Dynegy’s top five executives (the departed) pulled in $13.4 million in total compensation last year, according to the proxy — down from the $16.6 million they clocked the previous year, but still up nicely from the $11.9 million in 2008. (It’s worth noting that Dynegy’s last proxy lists the most recent three years of compensation details from oldest to newest — precisely the opposite of the way most companies do it, making it easy to misinterpret the low figure as this year’s.)

By contrast, the total return on Dynegy shares has trailed the company’s sector for four years running (by between 10 and 28 percentage points), and lagged the S&P 500 by anywhere from 7 points to 53 points in the same period — over the three years ended last quarter, shareholders have lost 48% of their investment, despite a nice run-up in recent weeks as takeover speculation mounted.

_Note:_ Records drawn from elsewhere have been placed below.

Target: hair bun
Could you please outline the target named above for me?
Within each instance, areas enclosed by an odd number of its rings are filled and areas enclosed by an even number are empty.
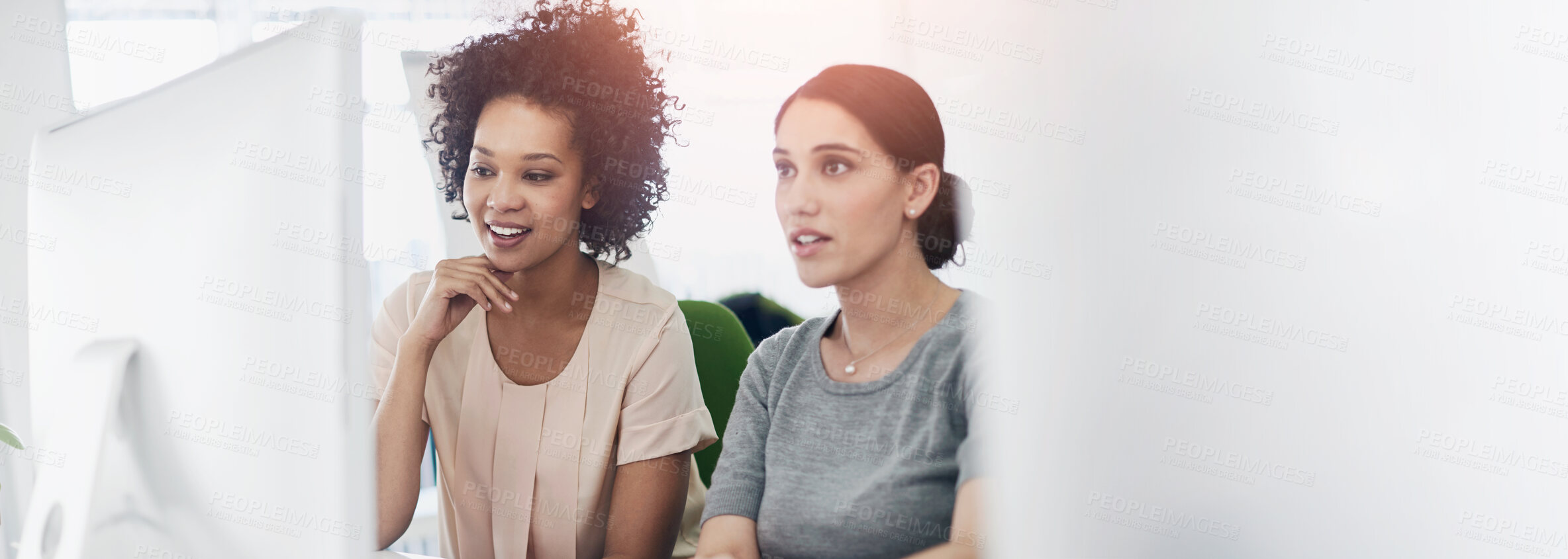
[[[969,227],[974,222],[975,213],[969,200],[969,183],[963,177],[947,171],[942,171],[942,183],[952,193],[944,202],[952,207],[953,213],[953,243],[963,243],[969,238]]]

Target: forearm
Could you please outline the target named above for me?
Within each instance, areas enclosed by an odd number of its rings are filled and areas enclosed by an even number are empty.
[[[760,559],[757,521],[740,515],[718,515],[702,523],[693,559]]]
[[[376,432],[378,548],[403,536],[419,501],[419,465],[430,437],[430,426],[420,413],[433,352],[434,344],[430,343],[398,343],[387,388],[372,418]]]

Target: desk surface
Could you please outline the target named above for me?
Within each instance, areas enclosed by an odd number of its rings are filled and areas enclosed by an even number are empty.
[[[420,556],[420,554],[412,554],[412,553],[386,551],[386,550],[376,551],[375,557],[376,559],[441,559],[441,557]]]

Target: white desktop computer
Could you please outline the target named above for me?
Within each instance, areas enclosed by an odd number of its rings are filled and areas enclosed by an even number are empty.
[[[39,132],[22,557],[370,557],[358,13]]]

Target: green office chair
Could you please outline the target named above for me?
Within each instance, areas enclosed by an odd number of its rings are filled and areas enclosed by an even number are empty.
[[[735,391],[740,390],[740,373],[751,357],[751,338],[735,313],[707,301],[681,301],[687,330],[691,332],[691,351],[696,354],[696,376],[702,384],[702,402],[713,417],[713,429],[724,435],[729,412],[735,407]],[[713,467],[723,440],[696,453],[696,470],[702,484],[712,485]]]

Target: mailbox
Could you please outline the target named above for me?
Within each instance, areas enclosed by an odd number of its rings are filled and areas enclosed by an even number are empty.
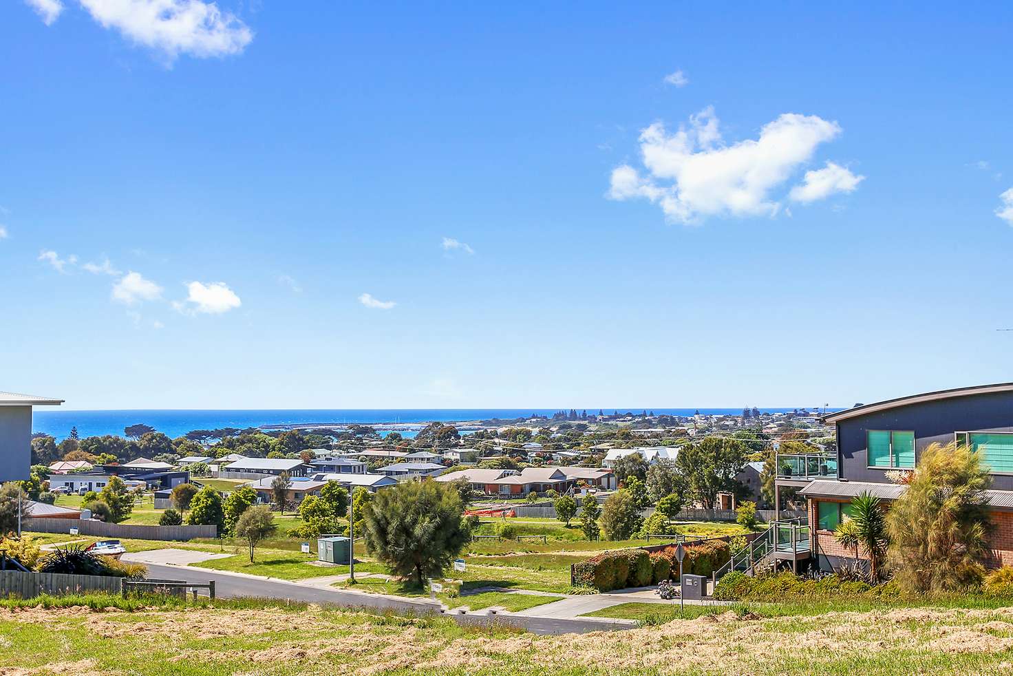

Nor are operating results much better: The company has booked a net loss from continuing operations of $1.27 billion over the last couple years (and an overall net loss of $1.48 billion).

So it’s something of a relief to see the new guys at least appear to arrive with enough humility to pay the top brass a little less. It’s hard to say just how much they’ll collect in their first year, but incoming CEO Robert C. Flexon is getting a base salary of $875,000, or 12.5% lower than the $1 million salary Dynegy paid former Chairman and CEO Bruce A. Williamson. Similarly, new CFO Clint C. Freeland is getting a salary of $450,000, a good 13.6% below former CFO Holli C. Nichols.

The new crew is getting sign-on bonuses as well, of course — $750,000 cash and $250,000 in stock for Flexon, $150,000 cash and $50,000 in stock for Freeland, $225,000 cash and $75,000 in stock for income COO Kevin T. Howell, whose salary will be $525,000 a year. Their stock-option awards are heavily skewed toward higher stock prices: Flexon is getting a million options with a strike price of $10 a share, 750,000 a $8 apiece, 625,000 at $6.50, and 500,000 at the price on July 11 (his start date). For comparison, Dynegy’s shares closed at $6.17 last night, and $5.95 on June 22, the day Flexon’s agreement was signed.

It’s still a lot of money and stock for a team that has yet to prove itself, but it’s a start.